For writing any application, not least server side, that needs to scale with the number of cores and processors. Pure functional programming is stateless (does not rely on shared resources), and therefore does not run into deadlocks, race conditions or corruption as traditional imperative parallel programming. Similar things can be done with imperative/OO languages, but requires much greater discipline, or emulating functional constructs as with Parallel Extensions in C#. And beware: not everything can be done in a purely functional manner, especially since the CLR and runtime libraries is OO by design, so deadlocks, races and the rest don't go away entirely.
For addressing business domains with heavy mathematical abstractions, such as finance, insurance or engineering. Sooner or later, second- and third-order functions tend to creep in as essential abstractions in those domains. F# isn't pure functional, but is close enough to express such abstractions well.
For addressing domains with strong safety and correctness requirements. The F# strong typing model may not attract e.g. the Ruby crowd, but for certain areas, being able to reason about correctness with the support of an expressive functional type system can be essential.
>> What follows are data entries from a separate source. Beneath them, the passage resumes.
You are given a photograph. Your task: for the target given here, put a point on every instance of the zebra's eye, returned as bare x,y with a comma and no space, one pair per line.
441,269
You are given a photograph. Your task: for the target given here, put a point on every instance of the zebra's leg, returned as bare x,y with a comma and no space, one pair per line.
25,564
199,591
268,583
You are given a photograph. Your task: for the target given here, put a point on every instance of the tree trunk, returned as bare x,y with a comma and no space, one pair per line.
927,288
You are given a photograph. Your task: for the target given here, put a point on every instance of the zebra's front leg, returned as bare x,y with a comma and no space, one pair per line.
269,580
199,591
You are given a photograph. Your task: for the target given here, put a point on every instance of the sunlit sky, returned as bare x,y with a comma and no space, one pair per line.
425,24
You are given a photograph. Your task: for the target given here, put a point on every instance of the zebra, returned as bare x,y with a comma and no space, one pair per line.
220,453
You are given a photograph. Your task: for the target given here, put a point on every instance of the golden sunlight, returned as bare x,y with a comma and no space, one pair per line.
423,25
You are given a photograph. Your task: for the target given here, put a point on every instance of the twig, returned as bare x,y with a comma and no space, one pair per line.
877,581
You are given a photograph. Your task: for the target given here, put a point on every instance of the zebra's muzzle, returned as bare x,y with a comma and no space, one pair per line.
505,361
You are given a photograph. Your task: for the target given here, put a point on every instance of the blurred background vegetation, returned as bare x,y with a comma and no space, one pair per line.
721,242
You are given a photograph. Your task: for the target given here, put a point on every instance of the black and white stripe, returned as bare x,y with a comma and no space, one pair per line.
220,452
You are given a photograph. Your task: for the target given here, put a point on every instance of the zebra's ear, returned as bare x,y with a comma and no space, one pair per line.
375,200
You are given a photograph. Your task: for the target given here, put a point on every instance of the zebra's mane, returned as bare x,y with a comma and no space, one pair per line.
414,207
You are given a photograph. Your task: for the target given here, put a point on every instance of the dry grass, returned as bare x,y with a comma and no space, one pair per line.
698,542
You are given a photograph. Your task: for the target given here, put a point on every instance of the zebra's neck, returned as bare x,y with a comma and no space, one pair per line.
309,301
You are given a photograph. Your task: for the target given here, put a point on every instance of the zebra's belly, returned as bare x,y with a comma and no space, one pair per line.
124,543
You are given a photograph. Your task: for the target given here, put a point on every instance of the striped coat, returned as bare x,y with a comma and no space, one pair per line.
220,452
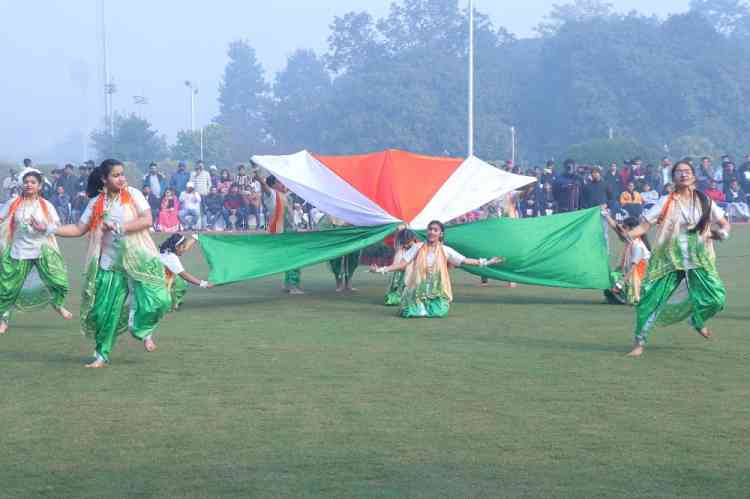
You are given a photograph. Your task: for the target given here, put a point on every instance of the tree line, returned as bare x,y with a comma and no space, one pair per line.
592,82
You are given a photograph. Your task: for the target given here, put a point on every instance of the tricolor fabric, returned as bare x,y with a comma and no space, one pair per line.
392,186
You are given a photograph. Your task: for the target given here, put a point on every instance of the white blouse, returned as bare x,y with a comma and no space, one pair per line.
27,241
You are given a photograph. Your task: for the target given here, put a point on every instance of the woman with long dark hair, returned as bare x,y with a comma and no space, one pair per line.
121,256
681,281
427,288
28,249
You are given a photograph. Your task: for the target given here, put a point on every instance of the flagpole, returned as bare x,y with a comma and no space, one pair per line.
471,78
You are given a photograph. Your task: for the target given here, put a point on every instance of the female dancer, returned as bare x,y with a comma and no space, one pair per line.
681,281
27,244
404,241
427,291
177,277
121,256
628,277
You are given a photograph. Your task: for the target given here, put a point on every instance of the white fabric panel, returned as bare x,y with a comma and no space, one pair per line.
472,185
309,178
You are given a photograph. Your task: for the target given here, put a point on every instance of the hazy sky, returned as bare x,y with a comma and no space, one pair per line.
49,54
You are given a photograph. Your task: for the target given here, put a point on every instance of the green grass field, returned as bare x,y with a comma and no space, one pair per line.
518,393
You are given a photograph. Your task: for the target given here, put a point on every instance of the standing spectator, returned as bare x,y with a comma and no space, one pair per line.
233,208
179,179
169,210
631,200
596,192
214,205
10,184
190,207
201,179
61,201
567,188
155,181
714,192
154,202
68,180
78,205
225,181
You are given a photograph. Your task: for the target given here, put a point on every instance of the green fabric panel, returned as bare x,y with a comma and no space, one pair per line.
566,250
233,258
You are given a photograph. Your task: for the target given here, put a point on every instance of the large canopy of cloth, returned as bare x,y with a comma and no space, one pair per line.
392,186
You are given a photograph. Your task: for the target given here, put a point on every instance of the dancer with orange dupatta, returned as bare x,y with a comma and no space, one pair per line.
32,270
121,257
427,290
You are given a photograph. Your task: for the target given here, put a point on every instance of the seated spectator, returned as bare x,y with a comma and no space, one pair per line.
233,208
631,200
61,202
649,195
78,206
190,207
154,202
169,212
214,204
737,202
714,193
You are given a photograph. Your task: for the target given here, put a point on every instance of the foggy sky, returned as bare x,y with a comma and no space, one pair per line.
49,54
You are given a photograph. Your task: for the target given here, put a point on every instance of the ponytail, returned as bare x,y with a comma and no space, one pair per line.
96,178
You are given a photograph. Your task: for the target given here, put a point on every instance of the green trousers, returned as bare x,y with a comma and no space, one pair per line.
13,274
343,268
697,294
110,313
292,279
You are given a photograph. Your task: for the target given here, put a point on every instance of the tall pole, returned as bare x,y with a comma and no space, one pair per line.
471,78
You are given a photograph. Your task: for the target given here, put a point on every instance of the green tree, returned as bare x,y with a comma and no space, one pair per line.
216,145
133,140
244,101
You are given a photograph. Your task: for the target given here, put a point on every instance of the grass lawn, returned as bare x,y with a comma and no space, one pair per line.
518,393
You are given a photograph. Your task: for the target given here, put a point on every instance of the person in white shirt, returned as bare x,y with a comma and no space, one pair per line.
177,277
121,258
428,291
190,207
32,269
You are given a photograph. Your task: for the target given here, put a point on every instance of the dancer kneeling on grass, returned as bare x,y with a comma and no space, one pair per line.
427,289
681,281
28,245
177,277
121,256
404,241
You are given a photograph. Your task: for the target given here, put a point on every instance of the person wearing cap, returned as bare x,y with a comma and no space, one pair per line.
155,181
180,178
28,244
190,207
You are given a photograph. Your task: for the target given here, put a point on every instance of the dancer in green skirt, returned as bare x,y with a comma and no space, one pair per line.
681,281
121,257
404,241
32,270
427,290
178,278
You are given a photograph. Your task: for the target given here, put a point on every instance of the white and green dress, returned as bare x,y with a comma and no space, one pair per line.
32,269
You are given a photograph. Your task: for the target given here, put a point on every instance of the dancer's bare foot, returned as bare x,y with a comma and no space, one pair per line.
64,313
149,344
637,351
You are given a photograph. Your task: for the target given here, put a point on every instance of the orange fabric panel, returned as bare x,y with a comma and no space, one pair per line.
401,183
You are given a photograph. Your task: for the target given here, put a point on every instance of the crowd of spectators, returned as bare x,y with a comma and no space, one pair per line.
234,200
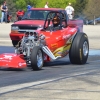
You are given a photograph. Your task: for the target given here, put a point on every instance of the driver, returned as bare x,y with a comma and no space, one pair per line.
56,21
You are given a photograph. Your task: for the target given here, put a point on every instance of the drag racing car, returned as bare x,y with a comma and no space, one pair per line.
57,38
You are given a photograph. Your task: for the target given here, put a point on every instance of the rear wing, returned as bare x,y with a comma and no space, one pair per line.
76,23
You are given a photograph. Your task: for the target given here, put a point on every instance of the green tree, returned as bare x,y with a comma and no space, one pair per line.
92,9
79,6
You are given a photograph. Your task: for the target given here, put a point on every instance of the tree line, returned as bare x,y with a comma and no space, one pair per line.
88,8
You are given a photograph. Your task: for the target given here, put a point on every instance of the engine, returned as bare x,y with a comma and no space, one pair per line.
28,42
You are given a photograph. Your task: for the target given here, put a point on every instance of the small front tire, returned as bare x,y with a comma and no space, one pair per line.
37,58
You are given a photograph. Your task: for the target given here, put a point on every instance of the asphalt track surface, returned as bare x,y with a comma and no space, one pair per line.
59,80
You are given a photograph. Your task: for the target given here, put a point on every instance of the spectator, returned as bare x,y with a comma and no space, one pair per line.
29,7
4,10
70,11
46,5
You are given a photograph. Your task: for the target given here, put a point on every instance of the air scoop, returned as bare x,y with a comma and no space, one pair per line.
12,60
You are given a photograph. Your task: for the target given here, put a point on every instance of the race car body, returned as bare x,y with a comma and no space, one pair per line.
12,60
34,20
50,38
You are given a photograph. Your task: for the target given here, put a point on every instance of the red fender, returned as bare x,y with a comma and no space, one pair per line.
12,60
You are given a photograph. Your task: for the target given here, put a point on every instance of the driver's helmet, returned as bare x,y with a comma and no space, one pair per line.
56,20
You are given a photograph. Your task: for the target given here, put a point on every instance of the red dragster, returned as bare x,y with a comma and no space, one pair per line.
46,34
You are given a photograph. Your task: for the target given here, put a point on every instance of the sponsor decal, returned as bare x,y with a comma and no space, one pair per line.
55,45
80,54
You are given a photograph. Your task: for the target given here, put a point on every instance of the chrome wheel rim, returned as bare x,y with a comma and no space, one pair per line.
39,59
85,48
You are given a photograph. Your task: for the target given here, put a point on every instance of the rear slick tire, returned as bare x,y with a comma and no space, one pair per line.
79,50
37,58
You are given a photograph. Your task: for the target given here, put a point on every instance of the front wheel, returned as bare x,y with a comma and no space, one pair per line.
14,42
37,58
79,50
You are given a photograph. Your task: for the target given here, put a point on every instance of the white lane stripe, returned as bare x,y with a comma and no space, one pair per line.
26,85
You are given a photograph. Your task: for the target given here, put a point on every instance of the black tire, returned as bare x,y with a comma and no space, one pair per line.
14,42
34,61
79,50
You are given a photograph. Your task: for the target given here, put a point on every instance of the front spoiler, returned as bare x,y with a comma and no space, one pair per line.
12,60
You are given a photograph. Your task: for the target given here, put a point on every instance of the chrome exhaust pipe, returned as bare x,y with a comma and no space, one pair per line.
49,53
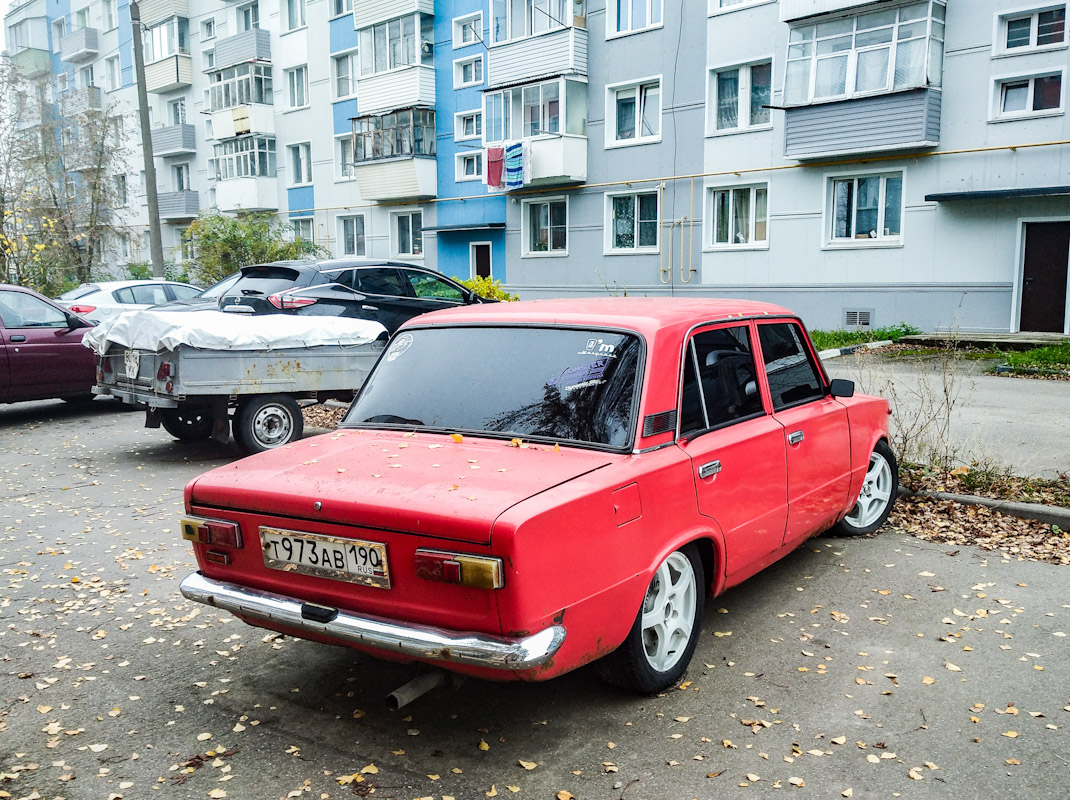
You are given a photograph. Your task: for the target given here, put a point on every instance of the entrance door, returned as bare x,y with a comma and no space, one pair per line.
479,255
1044,277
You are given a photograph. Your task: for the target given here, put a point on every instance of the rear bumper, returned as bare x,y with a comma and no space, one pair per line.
403,639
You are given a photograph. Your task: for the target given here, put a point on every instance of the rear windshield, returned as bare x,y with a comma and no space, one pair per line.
549,383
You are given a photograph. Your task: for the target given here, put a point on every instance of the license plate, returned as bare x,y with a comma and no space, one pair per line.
325,556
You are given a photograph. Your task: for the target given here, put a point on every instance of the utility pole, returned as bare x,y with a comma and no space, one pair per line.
155,243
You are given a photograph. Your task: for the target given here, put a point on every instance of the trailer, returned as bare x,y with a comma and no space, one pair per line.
205,373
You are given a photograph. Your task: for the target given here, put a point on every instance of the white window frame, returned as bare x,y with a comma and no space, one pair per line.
341,219
709,239
611,94
611,17
997,114
744,109
525,251
608,248
296,85
459,64
999,47
460,162
303,152
856,242
469,21
395,241
460,118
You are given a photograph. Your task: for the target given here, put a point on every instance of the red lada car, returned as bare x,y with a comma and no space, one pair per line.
520,489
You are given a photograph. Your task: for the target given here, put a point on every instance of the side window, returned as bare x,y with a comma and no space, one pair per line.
720,381
793,377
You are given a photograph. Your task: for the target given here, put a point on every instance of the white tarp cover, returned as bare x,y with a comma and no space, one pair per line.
157,331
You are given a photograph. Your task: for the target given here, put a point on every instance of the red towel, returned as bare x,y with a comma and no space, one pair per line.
495,160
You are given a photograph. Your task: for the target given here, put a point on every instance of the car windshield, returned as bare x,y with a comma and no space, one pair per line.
550,383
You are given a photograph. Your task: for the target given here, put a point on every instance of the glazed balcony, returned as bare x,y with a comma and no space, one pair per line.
79,45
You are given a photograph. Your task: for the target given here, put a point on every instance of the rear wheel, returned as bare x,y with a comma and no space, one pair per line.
876,496
187,425
266,422
662,639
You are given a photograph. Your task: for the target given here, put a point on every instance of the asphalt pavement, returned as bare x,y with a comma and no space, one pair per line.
871,667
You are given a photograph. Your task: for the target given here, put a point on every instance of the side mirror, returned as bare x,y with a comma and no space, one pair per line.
840,387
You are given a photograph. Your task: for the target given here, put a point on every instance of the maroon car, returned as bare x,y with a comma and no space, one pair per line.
41,351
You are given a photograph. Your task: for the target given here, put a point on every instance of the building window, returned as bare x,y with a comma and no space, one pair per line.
632,221
1029,96
626,16
468,72
409,233
868,208
468,30
636,112
346,164
297,82
394,44
250,156
468,125
880,51
517,18
546,224
739,216
469,166
1039,29
294,14
739,97
351,235
301,164
345,75
408,132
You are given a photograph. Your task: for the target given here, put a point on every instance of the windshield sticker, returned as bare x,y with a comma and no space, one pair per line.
398,347
599,347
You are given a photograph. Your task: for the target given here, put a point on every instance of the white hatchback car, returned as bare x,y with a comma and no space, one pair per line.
107,298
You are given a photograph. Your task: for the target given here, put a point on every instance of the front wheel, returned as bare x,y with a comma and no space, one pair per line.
876,496
266,422
666,631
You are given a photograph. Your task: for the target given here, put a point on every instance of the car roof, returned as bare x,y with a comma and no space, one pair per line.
643,314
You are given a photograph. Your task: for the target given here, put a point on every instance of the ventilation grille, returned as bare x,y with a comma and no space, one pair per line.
857,317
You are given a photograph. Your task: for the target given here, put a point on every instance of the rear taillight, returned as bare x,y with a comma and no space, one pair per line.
211,532
477,571
285,301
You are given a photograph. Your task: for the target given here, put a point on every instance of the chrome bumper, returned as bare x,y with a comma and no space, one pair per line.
404,639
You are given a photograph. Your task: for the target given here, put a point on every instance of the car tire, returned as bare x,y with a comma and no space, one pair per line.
663,636
877,494
187,425
266,422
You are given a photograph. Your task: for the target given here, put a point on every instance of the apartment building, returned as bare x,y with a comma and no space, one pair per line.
864,163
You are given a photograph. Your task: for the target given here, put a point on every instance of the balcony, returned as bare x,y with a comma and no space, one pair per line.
254,45
178,206
884,123
79,101
247,194
562,51
32,62
168,74
174,140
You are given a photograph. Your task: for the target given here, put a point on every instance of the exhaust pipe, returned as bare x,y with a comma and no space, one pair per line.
415,688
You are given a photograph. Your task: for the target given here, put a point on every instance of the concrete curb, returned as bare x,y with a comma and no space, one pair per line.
836,353
1046,514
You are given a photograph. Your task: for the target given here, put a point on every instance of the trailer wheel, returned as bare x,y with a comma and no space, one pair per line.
268,421
187,425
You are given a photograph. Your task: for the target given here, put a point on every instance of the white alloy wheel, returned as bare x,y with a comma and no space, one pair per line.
669,612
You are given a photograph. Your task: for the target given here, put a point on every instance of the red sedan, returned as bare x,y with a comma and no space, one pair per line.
521,489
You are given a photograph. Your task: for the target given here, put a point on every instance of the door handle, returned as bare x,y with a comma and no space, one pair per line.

I'm doubtful that correctness proofs will ever achieve penetration outside academia, but inferencing as one tool in an arsenal of automatic and manual program verification suite should provide significant benefits that are hard to emulate by duck typing languages or OO with functional programming bolted on.
That said, I believe functional elements such as those introduced in C# will play an increasingly important role to meet any uses for F#, and possibly undercut the position of F#. This depends on whether a sizeable F# developer community can grow quickly enough.